On the Plains, USDA says temperatures are starting to rebound in the wake of the recent cold snap. "Still, this morning’s temperatures dipped below 20°F as far south as Oklahoma," USDA adds. Later today, however, readings above 70°F can be expected as far north as the central High Plains, USDA continues.
In the South, USDA reports freeze warnings are in effect early today from central Texas to northern Florida. "Although the cold conditions have ended the growing season in nearly all areas except along the immediate Gulf Coast and southern sections of Florida and Texas, dry weather is promoting fieldwork," USDA explains.

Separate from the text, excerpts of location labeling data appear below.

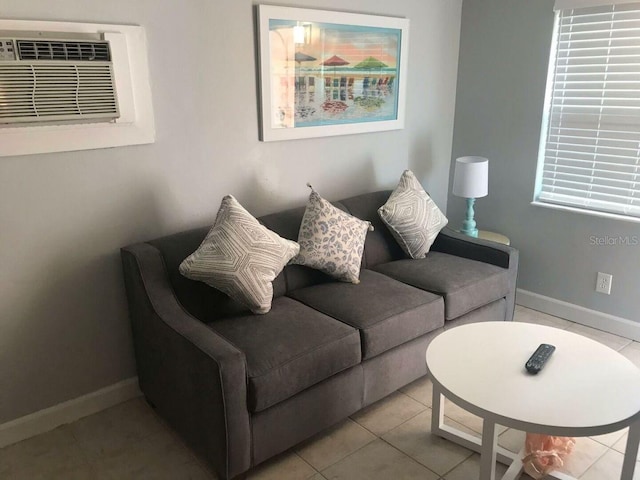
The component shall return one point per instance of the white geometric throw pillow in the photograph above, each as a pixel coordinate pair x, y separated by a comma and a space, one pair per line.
412, 216
331, 240
240, 257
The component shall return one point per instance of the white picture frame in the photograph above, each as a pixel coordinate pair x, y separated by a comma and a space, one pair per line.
325, 73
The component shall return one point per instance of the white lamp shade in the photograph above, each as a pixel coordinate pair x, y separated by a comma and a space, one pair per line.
471, 177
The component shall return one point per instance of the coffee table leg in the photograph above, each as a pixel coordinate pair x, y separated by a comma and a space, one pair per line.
631, 451
488, 450
437, 411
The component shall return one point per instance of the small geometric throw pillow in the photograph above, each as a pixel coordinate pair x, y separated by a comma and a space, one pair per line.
240, 257
412, 217
331, 240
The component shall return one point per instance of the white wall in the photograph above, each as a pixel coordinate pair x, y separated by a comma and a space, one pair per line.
504, 55
64, 329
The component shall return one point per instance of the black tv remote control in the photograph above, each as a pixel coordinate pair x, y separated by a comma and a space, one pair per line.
539, 358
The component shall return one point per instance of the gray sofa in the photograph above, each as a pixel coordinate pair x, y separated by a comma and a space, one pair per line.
241, 388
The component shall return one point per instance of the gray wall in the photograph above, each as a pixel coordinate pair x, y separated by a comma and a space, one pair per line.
64, 329
504, 54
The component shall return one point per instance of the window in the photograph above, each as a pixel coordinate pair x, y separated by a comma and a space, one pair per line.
590, 146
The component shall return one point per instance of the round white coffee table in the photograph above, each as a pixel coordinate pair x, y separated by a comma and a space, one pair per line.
584, 389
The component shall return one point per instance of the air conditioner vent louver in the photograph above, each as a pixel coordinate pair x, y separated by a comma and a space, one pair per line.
57, 81
56, 92
63, 50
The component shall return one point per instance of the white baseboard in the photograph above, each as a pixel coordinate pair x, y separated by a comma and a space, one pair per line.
67, 412
575, 313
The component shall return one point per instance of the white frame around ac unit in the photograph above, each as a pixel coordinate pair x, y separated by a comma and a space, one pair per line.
136, 123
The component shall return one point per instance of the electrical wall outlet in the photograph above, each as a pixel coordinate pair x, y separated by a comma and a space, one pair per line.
603, 283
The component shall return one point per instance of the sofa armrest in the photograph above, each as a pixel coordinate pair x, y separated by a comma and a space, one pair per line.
194, 377
455, 243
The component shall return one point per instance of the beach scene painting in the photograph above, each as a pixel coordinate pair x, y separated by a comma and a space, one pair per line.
330, 73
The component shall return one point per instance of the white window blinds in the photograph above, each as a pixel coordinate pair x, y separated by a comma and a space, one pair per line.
590, 151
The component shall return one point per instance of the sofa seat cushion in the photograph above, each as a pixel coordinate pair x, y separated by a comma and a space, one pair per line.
387, 313
465, 284
289, 349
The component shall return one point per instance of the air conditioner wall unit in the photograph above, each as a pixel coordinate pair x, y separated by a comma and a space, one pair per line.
56, 78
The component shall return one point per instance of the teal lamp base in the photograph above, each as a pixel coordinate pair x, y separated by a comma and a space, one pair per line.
469, 224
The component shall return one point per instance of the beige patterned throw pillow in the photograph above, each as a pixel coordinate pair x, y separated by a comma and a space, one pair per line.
240, 257
412, 217
331, 240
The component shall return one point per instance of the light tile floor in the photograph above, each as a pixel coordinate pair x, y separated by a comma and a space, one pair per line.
388, 440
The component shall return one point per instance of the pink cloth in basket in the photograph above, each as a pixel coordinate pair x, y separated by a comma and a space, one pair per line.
545, 453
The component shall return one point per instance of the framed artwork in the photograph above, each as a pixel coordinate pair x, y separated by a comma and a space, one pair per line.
330, 73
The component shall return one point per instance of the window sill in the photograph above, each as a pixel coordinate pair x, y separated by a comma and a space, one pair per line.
592, 213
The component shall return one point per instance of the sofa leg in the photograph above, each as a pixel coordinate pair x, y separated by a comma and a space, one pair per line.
151, 404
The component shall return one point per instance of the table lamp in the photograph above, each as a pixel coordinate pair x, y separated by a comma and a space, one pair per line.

In its outlook, USDA says during the next three days, dry weather will prevail nearly nationwide. "The high-pressure system responsible for the ongoing cold wave will drift into the Southeast by Thursday and offshore by week’s end," USDA reports. As a result, USDA says above-normal temperatures will quickly return to the eastern half of the U.S., accompanied by an increasing chance of showers. "During the weekend, rainfall could reach an inch or more from the central Gulf Coast northward into the Great Lakes region," USDA continues. Meanwhile, the West will experience an equally rapid transition to below-normal temperatures, with cold weather reaching the northern Plains during the weekend, USDA reports. "Widespread rain and snow showers, heaviest in the Pacific Northwest and northern Rockies, will accompany the sudden Western chill," USDA details.